The discography of Laura Izibor, an Irish R&B musician, recording artist and producer, consists of one studio album, three extended plays, four singles and three music videos. Born and raised in Dublin, Izibor began writing songs as a 13-year-old and in 2003, she won a songwriting competition organised by Raidió Teilifís Éireann (RTÉ). Her winning song, "Compatible", received heavy airplay on RTÉ 2fm and was the basis of a short documentary film broadcast on national television. Aged 17, Izibor signed to Jive Records and dropped out of school to record her debut studio album; however, after a dispute with the record label, she signed with Atlantic Records and relocated to New York City, United States to complete the recording. Due to long-term recording sessions in Ireland and the US, Izibor released two EPs, Live from Crawdaddy, Dublin (2007) and iTunes Festival: London 2008 (2008), on Atlantic and was featured on various film soundtracks.

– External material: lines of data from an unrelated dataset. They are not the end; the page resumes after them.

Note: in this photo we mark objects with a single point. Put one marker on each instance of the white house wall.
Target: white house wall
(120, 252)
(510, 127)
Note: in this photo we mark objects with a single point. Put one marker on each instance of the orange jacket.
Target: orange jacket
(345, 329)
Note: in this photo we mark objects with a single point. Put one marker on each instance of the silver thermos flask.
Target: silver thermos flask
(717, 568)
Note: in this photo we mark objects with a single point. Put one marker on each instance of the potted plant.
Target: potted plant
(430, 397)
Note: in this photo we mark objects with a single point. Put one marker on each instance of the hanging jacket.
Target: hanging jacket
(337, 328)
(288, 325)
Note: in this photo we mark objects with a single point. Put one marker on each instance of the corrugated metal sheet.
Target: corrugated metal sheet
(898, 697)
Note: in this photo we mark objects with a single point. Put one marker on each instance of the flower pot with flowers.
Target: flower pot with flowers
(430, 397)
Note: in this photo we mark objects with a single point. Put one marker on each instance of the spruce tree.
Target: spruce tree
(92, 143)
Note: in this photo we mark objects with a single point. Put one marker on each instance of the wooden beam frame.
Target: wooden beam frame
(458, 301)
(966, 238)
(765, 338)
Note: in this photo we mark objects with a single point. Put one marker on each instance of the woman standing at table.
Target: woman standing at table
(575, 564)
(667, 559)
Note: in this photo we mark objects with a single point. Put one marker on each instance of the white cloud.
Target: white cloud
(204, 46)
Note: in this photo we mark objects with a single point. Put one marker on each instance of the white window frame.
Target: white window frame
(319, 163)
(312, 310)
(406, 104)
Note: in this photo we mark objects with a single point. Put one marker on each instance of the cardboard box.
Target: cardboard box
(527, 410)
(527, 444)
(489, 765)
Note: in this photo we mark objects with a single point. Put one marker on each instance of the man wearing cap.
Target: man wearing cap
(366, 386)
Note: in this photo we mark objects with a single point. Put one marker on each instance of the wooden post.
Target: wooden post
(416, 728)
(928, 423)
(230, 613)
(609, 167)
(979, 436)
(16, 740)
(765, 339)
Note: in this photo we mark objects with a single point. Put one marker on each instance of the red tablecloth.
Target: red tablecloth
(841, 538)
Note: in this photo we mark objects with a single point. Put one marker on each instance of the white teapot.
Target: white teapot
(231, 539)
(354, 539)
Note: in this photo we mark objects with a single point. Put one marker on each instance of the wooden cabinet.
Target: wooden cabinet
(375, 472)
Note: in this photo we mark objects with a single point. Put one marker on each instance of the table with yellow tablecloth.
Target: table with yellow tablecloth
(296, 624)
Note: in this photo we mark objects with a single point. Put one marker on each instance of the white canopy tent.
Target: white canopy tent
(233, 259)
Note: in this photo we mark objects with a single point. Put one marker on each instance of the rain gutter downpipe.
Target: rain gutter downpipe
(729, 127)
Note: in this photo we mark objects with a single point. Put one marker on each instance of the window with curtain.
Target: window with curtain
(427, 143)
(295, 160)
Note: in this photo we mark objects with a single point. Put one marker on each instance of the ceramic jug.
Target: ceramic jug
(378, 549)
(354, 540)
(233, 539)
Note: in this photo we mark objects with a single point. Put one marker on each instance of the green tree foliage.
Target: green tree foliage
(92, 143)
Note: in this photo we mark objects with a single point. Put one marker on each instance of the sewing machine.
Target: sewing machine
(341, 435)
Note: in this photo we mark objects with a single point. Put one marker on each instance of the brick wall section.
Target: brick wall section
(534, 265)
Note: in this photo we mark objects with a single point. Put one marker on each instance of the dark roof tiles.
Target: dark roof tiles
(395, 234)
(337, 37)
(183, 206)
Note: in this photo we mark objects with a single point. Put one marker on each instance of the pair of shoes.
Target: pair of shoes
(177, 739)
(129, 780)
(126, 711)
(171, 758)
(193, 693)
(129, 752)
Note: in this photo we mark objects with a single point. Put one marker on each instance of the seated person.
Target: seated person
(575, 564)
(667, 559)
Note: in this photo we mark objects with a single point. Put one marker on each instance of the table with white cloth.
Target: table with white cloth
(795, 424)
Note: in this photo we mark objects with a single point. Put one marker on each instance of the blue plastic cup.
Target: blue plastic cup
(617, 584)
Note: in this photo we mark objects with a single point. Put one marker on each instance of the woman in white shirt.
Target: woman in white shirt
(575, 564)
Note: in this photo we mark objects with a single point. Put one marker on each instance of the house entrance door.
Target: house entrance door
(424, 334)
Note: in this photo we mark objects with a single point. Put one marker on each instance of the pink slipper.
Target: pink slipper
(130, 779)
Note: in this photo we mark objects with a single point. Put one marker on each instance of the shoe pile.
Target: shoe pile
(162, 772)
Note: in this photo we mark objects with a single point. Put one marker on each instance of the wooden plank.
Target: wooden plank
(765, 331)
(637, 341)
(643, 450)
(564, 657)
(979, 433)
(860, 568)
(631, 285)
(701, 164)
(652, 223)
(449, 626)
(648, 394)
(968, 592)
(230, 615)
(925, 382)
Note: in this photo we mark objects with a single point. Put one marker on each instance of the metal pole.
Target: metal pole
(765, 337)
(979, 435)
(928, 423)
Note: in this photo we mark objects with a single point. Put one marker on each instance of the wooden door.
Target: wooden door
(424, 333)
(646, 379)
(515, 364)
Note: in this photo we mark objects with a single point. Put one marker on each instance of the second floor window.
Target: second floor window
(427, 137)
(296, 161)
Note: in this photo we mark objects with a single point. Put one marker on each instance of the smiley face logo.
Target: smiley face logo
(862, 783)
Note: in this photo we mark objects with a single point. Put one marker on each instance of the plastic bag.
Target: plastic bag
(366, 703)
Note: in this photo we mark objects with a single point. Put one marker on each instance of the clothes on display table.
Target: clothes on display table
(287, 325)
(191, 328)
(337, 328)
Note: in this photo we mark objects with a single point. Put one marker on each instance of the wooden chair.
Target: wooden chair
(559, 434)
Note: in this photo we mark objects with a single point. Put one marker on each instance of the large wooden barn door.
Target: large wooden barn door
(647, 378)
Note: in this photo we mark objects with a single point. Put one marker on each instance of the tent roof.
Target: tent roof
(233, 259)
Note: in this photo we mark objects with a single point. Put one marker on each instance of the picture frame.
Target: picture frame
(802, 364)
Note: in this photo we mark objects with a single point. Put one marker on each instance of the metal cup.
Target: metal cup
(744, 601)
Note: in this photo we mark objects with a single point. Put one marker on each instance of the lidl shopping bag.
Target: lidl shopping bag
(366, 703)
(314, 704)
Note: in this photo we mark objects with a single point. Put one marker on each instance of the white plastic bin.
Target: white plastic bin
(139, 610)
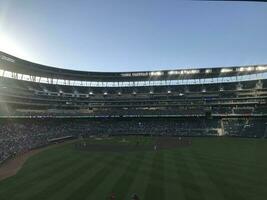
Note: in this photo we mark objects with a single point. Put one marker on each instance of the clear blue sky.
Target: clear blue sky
(113, 35)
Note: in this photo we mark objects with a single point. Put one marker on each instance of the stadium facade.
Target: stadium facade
(215, 97)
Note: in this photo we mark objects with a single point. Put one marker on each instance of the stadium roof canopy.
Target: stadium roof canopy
(16, 66)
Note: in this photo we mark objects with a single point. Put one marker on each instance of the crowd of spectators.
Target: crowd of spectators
(21, 135)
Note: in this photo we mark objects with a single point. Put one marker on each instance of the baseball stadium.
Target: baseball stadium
(193, 133)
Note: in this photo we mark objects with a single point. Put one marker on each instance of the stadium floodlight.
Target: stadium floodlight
(207, 71)
(156, 73)
(245, 69)
(226, 70)
(261, 68)
(192, 71)
(173, 72)
(239, 86)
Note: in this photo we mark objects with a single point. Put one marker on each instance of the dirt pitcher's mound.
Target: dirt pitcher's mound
(160, 143)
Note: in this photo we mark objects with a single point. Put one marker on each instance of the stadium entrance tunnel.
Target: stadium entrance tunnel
(124, 144)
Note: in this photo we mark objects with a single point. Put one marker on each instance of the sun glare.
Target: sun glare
(10, 46)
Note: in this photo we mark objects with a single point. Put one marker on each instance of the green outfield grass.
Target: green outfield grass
(211, 168)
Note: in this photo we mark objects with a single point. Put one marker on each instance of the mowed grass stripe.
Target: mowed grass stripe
(33, 185)
(21, 182)
(121, 180)
(60, 180)
(83, 176)
(37, 177)
(155, 187)
(141, 176)
(208, 188)
(88, 187)
(173, 187)
(31, 166)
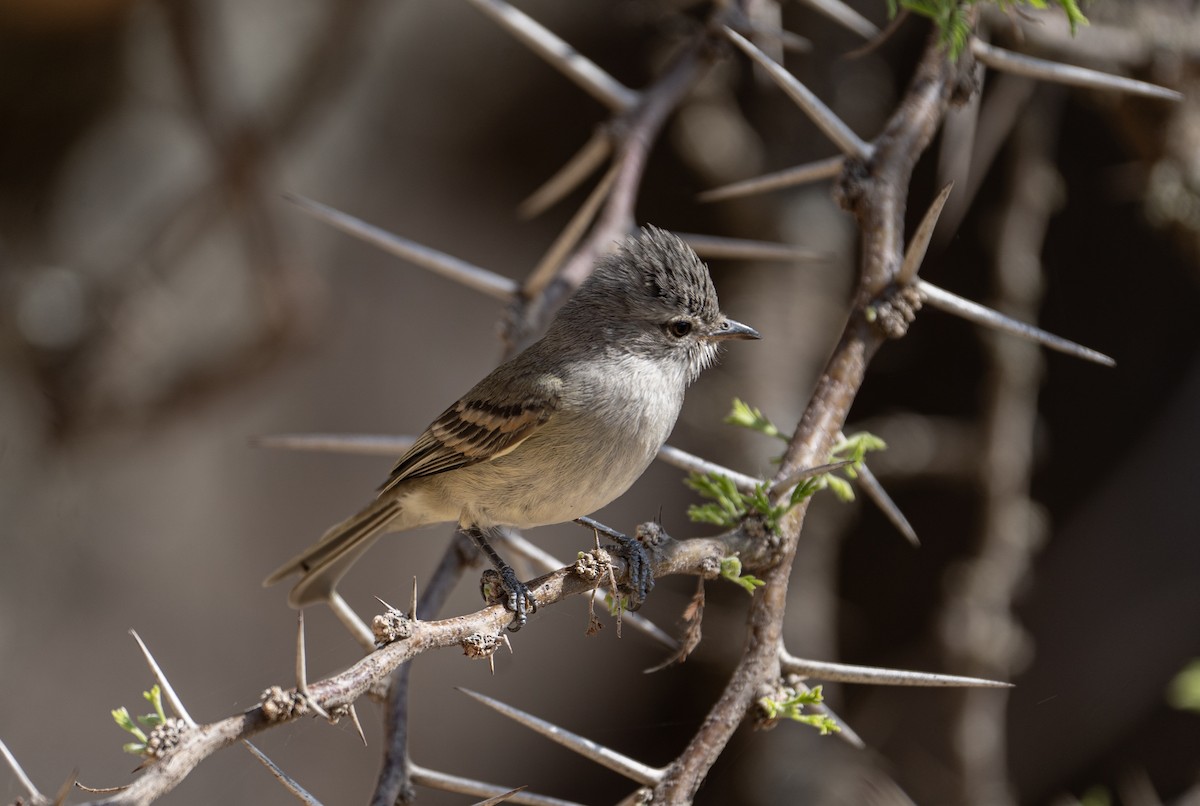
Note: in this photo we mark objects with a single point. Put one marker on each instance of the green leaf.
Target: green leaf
(840, 487)
(1183, 691)
(952, 17)
(731, 570)
(747, 416)
(792, 708)
(125, 722)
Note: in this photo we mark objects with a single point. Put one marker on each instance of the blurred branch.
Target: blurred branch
(875, 191)
(978, 629)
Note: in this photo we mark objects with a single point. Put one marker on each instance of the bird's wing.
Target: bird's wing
(478, 428)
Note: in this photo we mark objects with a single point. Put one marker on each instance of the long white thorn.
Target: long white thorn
(288, 782)
(569, 176)
(173, 699)
(877, 675)
(822, 115)
(351, 620)
(739, 248)
(811, 172)
(845, 732)
(879, 495)
(439, 263)
(691, 463)
(919, 242)
(585, 72)
(424, 776)
(616, 762)
(575, 228)
(984, 316)
(34, 794)
(1055, 71)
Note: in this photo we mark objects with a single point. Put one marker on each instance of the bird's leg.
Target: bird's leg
(641, 579)
(520, 599)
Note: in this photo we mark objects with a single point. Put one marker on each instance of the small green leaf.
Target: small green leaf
(731, 570)
(1183, 691)
(748, 416)
(792, 708)
(125, 722)
(840, 487)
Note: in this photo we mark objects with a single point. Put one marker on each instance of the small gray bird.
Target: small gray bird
(561, 429)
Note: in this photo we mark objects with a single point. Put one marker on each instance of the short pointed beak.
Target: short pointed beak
(731, 329)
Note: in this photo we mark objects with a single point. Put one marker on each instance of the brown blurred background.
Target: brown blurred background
(161, 305)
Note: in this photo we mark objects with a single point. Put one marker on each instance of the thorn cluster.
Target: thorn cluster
(390, 627)
(280, 705)
(166, 737)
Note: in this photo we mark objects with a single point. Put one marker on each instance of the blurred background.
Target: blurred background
(161, 306)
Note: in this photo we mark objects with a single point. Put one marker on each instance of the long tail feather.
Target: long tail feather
(324, 563)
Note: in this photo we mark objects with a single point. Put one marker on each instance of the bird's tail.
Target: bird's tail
(324, 563)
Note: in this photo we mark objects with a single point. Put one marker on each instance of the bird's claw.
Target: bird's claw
(641, 579)
(503, 585)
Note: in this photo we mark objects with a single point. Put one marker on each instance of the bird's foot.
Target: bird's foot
(501, 585)
(641, 577)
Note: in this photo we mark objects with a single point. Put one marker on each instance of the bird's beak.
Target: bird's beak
(731, 329)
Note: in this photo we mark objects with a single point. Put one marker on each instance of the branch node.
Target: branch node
(594, 565)
(166, 737)
(280, 705)
(390, 626)
(894, 311)
(478, 647)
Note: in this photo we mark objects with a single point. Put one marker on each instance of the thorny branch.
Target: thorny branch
(875, 191)
(874, 186)
(669, 557)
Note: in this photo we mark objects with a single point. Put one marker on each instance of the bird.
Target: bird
(558, 431)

Let the Truth Be Told, her debut studio album, was released in 2009 after a four-year production process. The album, and its four singles, received widespread critical acclaim and charted in Ireland, the United Kingdom, the US, France, Japan and the Netherlands. Three of the album's singles—"From My Heart to Yours", "Don't Stay" and "If Tonight is My Last"—placed in the US Billboard Hot R&B/Hip-Hop Songs chart. Let the Truth Be Told was later nominated for the 2009 Choice Music Prize and earned Izibor a BET Award nomination for Best UK/Irish Act.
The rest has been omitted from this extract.